To me, whatever strategy you’re using as a teacher, if it’s not actually bringing kids closer to understanding the math, then it’s not worthwhile. You don’t need to give kids 100 examples of the exact same type of problem. If they can do it five times, 10 times, they’ve got it. So, let’s show them something a little more exciting, a little more difficult, so they actually have to apply what they’ve shown they can do.Storytelling also works really well in concert with students learning together. Basically, whenever you can get the students talking to each other, that’s when they learn; it’s about talking, explaining and thinking through things verbally. My school, as a whole, had an instructional focus this past year—writing to explain and speaking to explain. We’ve been trying to be very consistent across the different content areas in terms of how we’re supporting students in their writing and in their speaking. So, there’s definitely a lot of collaboration between all the content areas.
I wouldn’t say it makes [lesson planning] more complicated, but I think it forces us teachers to put ourselves in the student’s mind. We know the content, and sometimes we aren’t thinking about all the different cognitive areas or content skills kids need to approach certain problems. You just have to be more intentional with it.

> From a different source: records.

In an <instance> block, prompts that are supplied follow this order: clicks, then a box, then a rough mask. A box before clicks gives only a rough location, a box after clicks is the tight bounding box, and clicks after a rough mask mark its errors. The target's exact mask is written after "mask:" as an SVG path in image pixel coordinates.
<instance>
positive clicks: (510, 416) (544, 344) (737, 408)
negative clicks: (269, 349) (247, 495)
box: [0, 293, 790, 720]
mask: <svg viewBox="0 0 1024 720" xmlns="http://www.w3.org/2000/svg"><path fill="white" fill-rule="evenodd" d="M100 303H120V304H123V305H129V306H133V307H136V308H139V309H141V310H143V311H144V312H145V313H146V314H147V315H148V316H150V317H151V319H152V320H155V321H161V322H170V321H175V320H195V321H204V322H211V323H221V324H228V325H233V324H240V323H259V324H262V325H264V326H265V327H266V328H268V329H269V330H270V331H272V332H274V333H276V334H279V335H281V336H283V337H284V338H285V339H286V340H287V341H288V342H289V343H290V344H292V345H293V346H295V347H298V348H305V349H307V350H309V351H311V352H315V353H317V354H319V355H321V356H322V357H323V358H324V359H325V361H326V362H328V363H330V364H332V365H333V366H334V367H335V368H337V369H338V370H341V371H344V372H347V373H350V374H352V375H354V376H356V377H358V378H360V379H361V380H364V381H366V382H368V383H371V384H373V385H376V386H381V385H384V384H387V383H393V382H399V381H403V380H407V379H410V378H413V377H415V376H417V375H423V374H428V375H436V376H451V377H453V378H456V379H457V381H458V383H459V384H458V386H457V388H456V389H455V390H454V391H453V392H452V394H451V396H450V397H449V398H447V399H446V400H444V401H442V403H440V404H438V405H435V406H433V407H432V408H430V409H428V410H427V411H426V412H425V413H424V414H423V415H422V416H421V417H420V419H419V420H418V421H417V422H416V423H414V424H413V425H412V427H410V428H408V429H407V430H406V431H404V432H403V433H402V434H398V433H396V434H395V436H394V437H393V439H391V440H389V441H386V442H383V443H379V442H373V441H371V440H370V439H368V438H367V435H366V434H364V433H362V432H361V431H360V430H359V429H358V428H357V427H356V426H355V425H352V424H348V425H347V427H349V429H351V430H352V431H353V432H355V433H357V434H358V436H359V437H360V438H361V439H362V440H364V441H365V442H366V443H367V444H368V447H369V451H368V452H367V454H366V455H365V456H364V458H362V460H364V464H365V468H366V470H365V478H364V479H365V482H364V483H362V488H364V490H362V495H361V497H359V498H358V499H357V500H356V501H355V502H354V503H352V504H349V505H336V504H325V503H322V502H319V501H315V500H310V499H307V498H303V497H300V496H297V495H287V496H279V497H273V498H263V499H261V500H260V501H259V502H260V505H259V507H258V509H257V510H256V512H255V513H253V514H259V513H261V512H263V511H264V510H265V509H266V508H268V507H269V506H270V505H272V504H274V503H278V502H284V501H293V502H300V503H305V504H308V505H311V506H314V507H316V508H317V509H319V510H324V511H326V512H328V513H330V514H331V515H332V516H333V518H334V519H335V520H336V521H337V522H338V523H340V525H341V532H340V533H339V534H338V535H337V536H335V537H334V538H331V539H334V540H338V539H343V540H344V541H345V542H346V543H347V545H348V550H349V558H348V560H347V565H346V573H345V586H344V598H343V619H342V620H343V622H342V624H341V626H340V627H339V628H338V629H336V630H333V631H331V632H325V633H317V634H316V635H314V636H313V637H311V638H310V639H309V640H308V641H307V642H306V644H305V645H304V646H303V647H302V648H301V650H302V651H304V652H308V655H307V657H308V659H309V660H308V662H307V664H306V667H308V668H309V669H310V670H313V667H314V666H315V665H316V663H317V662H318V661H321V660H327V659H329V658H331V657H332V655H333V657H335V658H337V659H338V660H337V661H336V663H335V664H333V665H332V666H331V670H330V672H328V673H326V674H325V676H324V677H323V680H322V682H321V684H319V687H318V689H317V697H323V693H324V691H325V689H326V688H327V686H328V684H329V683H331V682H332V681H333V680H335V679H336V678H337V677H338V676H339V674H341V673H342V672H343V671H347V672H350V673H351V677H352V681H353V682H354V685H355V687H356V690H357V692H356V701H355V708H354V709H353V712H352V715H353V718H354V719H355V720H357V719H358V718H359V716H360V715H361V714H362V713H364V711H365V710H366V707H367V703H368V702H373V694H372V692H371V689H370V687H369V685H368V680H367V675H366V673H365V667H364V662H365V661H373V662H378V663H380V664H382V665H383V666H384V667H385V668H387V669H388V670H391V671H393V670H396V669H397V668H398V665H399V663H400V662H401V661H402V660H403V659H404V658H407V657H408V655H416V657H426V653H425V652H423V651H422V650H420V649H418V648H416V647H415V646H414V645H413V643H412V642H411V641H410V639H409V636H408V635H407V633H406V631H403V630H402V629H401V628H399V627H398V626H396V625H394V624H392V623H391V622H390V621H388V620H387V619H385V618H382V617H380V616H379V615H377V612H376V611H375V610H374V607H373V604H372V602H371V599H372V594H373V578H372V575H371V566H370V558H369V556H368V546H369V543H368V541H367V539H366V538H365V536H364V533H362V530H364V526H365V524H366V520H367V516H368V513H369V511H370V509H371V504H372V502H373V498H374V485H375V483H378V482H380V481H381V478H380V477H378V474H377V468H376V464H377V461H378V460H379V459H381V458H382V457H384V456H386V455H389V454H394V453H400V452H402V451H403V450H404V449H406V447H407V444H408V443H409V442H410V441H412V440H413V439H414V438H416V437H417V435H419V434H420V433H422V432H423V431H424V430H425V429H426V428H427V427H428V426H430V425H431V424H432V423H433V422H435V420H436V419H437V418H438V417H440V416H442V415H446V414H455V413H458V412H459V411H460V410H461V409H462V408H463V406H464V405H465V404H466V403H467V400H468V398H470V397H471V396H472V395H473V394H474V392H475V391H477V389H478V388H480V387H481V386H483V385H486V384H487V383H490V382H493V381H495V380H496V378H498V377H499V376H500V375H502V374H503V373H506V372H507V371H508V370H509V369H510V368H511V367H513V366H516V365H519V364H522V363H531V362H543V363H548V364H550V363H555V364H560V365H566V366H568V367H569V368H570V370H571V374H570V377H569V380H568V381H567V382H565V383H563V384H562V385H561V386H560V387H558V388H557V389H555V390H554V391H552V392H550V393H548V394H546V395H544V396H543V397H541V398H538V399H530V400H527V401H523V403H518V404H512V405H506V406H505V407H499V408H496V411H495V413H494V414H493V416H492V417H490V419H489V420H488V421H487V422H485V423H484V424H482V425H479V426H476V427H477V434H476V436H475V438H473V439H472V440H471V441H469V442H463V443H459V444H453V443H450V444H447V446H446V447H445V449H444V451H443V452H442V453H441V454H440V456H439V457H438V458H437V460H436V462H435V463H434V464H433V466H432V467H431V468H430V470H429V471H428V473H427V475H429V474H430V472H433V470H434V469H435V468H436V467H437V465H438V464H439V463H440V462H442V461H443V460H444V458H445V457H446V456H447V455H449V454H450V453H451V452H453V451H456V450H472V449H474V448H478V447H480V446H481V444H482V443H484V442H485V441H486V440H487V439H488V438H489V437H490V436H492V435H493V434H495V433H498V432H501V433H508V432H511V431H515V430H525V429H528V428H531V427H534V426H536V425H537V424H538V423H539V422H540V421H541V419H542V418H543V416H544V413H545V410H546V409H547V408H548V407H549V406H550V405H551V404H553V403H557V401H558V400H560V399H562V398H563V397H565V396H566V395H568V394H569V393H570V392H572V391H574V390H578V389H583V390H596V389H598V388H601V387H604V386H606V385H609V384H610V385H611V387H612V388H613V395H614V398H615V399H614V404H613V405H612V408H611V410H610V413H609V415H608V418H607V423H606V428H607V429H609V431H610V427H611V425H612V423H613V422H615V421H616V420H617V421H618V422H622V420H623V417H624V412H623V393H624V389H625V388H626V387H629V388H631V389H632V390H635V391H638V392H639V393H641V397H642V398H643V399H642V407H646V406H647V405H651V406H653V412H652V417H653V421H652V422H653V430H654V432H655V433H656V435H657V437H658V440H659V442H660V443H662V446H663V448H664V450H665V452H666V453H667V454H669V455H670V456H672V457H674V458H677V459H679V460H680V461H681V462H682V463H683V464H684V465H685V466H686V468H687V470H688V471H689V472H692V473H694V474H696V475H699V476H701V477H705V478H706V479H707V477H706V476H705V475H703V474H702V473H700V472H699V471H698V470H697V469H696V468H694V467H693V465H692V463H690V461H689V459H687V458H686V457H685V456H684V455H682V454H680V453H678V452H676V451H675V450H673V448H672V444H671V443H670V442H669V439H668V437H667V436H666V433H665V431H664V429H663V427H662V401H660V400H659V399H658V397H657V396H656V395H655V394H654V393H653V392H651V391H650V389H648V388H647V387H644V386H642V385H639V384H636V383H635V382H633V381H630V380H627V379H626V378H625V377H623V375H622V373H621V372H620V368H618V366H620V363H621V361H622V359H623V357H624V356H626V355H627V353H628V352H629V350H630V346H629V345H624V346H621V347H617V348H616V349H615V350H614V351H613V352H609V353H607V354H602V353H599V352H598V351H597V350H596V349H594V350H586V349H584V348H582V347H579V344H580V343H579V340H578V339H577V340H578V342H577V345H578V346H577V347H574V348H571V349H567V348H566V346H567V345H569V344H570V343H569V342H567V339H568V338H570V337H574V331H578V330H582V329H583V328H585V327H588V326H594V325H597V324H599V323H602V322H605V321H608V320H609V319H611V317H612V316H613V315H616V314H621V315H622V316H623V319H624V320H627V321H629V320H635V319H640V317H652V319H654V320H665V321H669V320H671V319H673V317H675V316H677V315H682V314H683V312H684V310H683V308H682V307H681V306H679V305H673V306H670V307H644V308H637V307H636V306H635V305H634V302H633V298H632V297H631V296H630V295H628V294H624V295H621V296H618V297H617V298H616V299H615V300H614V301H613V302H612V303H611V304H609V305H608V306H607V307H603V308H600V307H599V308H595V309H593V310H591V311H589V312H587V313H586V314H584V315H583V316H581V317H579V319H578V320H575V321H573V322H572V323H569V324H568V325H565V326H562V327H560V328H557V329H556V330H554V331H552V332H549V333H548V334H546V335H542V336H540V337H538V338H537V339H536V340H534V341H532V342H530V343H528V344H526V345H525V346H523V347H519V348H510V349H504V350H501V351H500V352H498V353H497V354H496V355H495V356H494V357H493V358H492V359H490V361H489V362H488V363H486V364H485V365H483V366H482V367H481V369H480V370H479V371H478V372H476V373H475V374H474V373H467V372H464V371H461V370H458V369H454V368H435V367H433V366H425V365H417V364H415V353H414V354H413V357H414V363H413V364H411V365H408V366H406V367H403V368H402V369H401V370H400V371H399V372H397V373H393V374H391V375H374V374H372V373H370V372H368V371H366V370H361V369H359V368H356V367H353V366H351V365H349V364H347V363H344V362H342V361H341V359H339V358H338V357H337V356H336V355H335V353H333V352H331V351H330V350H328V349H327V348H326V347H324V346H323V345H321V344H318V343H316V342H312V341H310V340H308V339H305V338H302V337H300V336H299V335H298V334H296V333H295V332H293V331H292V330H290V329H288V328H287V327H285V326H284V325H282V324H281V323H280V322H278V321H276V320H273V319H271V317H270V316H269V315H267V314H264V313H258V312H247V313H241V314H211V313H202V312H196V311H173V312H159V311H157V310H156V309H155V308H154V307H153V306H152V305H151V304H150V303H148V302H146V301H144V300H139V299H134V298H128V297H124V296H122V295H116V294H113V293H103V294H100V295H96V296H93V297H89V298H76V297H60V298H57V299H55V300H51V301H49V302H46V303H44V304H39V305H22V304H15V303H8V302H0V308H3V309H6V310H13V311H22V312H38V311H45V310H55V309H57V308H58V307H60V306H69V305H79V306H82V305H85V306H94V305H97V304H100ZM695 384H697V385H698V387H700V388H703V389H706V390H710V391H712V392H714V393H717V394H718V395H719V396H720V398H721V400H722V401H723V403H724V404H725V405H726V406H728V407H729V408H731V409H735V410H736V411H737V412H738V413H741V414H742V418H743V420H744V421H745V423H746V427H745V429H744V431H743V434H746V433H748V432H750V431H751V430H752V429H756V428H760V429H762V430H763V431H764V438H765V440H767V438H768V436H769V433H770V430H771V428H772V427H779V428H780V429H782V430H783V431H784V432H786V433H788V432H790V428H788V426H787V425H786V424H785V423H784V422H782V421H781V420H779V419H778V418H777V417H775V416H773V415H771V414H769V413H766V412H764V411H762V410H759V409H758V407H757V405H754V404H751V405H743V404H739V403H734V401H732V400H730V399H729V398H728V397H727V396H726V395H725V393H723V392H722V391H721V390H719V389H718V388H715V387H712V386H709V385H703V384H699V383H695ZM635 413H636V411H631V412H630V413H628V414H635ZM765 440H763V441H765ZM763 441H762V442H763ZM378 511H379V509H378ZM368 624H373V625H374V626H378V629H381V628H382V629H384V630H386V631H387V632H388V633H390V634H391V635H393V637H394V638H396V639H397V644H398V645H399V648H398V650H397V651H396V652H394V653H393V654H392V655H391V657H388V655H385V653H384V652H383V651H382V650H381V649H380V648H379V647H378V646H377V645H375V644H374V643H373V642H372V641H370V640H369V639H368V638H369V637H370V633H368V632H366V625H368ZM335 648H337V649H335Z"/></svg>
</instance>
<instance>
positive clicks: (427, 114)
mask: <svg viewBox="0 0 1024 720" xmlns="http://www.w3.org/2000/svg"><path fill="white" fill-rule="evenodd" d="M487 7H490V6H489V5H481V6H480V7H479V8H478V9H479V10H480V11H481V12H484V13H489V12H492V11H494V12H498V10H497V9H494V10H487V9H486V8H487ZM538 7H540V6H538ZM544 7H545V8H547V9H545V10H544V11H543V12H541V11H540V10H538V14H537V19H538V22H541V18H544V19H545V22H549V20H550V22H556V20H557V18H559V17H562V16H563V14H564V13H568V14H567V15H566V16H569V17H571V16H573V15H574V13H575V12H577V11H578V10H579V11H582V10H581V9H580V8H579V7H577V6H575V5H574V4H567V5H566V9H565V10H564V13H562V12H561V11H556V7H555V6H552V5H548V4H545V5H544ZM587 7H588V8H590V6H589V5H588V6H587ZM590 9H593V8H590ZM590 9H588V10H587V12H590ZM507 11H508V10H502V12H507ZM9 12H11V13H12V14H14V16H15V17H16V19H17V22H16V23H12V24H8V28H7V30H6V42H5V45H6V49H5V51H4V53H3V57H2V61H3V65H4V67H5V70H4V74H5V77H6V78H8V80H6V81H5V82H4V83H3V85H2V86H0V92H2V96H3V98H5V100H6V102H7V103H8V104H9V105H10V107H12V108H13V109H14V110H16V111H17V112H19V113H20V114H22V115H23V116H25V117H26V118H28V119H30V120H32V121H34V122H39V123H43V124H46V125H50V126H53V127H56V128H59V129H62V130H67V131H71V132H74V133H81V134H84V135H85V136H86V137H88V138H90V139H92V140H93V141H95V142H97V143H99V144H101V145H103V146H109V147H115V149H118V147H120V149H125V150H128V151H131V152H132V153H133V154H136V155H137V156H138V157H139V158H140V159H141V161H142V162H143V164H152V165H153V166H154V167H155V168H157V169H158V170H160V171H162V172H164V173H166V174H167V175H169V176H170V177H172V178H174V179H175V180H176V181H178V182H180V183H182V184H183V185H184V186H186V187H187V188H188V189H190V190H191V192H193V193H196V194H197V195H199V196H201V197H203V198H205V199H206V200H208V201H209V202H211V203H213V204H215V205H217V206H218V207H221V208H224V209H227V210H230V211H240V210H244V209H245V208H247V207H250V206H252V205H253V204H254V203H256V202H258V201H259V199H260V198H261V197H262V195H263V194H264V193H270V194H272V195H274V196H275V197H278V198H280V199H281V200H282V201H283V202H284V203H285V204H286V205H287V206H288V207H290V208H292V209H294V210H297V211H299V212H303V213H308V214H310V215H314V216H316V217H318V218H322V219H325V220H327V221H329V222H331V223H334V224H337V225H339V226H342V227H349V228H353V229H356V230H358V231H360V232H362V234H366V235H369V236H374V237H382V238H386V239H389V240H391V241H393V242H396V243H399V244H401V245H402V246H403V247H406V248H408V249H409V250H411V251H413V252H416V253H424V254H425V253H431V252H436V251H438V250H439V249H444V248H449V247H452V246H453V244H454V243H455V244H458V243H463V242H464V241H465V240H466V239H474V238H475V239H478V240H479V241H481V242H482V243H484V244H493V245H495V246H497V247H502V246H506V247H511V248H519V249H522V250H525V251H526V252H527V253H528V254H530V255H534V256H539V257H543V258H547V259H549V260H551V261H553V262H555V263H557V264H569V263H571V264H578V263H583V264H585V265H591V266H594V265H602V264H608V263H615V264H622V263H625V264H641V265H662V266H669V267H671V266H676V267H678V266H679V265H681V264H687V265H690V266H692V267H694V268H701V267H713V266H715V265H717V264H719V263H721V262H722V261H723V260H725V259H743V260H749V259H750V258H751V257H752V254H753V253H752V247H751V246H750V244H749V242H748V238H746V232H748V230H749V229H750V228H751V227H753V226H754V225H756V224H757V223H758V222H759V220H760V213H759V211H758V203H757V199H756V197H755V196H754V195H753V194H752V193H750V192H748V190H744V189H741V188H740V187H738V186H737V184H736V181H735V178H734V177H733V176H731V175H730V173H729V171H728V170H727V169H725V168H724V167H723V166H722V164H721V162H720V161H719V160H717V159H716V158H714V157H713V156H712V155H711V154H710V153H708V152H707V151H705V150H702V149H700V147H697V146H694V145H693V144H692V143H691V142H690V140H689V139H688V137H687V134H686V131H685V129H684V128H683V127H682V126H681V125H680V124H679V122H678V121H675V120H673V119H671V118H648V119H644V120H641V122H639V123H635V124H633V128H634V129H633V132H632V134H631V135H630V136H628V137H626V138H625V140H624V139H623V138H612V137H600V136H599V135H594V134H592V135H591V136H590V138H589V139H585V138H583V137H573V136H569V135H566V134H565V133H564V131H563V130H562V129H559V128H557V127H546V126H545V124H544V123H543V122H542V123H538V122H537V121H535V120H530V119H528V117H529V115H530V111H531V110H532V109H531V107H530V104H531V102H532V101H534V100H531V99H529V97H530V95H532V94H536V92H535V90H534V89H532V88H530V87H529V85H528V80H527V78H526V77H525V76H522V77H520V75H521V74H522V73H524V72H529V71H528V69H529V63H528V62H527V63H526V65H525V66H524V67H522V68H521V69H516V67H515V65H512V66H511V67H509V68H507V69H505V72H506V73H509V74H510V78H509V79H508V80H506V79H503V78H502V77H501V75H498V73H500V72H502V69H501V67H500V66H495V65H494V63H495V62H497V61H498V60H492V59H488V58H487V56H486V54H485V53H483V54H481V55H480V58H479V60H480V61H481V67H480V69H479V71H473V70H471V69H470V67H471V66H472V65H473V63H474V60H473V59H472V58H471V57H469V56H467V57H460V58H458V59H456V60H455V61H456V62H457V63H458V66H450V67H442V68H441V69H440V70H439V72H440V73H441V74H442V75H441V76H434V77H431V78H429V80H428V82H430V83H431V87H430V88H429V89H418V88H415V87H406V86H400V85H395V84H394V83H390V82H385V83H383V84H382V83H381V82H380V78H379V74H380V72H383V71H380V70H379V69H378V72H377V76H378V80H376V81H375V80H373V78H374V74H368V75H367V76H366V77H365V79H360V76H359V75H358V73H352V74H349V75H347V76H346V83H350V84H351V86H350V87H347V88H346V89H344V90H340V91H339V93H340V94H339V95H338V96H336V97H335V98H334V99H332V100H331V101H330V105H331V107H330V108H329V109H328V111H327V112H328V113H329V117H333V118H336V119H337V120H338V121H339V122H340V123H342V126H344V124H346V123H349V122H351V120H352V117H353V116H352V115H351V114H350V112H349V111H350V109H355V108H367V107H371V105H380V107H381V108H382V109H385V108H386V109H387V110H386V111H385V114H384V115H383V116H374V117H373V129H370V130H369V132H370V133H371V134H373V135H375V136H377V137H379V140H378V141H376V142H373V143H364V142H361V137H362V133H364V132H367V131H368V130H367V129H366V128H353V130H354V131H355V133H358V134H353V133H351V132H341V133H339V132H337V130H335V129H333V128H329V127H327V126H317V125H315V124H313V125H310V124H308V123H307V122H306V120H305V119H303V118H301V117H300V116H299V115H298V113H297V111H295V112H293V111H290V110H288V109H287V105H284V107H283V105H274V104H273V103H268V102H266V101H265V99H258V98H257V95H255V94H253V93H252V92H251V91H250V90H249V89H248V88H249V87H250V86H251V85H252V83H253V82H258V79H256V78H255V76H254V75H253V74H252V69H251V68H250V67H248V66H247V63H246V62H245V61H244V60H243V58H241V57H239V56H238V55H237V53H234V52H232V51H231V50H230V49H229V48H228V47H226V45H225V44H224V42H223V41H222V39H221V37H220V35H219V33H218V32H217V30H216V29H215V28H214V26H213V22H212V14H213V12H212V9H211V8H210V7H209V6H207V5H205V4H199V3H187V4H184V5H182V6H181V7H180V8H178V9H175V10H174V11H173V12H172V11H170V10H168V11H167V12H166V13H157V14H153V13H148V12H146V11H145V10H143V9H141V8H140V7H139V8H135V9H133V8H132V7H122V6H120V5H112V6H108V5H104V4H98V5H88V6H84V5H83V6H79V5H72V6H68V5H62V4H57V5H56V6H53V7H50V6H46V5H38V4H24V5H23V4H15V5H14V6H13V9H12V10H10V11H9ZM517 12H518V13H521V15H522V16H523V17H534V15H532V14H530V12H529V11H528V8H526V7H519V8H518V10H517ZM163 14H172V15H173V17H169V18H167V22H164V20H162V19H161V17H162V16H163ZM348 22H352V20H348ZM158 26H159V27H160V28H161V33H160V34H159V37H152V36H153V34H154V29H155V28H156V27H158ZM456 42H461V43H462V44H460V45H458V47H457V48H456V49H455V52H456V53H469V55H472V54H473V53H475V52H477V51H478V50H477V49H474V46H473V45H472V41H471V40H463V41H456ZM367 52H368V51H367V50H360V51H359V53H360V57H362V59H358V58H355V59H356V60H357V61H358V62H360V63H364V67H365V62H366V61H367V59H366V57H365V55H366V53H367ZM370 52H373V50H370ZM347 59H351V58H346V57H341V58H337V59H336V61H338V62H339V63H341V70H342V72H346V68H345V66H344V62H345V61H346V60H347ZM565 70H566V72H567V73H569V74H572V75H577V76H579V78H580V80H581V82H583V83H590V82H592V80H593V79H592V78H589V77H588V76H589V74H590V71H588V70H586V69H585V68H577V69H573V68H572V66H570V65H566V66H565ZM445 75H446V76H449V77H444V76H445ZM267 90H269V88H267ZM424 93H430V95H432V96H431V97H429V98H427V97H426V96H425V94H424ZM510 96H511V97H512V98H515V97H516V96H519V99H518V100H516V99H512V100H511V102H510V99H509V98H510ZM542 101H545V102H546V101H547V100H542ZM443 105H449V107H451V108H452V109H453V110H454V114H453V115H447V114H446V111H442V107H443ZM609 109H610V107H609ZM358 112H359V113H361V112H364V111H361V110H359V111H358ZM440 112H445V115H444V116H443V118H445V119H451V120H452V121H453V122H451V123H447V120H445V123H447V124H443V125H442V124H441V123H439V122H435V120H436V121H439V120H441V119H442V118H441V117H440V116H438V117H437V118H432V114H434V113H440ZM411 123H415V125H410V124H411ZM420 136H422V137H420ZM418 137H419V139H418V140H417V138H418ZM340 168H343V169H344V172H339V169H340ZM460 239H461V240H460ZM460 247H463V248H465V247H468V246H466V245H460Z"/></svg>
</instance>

Students need to “solve problems that are worth solving”—and they need time. This was probably the most transformative lesson I learned. [Often], we may be apprehensive about giving our students challenging problems, worried about spending 15 minutes on one question, anxious about students not feeling motivated. We may, on some level, not believe that our students can succeed. This line of thinking is what causes students to feel disengaged. It is incredibly worthwhile to give students difficult problems so we can assess true mastery, not repetition. Students will not [feel] a true sense of accomplishment doing the same exercise 30 times. Students will feel accomplished when they have to think hard, experiment, talk about their solutions, receive feedback and try again.
Below, John shares two pieces of advice for teachers looking to build storytelling into instruction:
- It just has to be genuine and fit within that teacher’s style and that teacher’s personality. So [teachers] should bring it into whatever established practice they might have. Then, introduce it fully, but slowly. I think a lot of teachers can be hesitant about this type of teaching—some students may be a little hesitant about learning this way. As with all teaching strategies, there might be a tendency to try it [only] once if it wasn’t as great as we’d hoped. But, you should try [this type of instruction] for at least two or three different lessons, then see if there’s student growth.
- I’m going into my second year of teaching. I’ve found [this method] helpful and I want to use this technique more in the future, but I’m not the expert on this. Everything that I’ve done has been extremely collaborative—I think it works best when you aren’t working on an island and you have other colleagues or administrators you can bounce ideas off and really refine them. Then, you can look at student work together to say, “Okay, where is the growth—can we further leverage this?”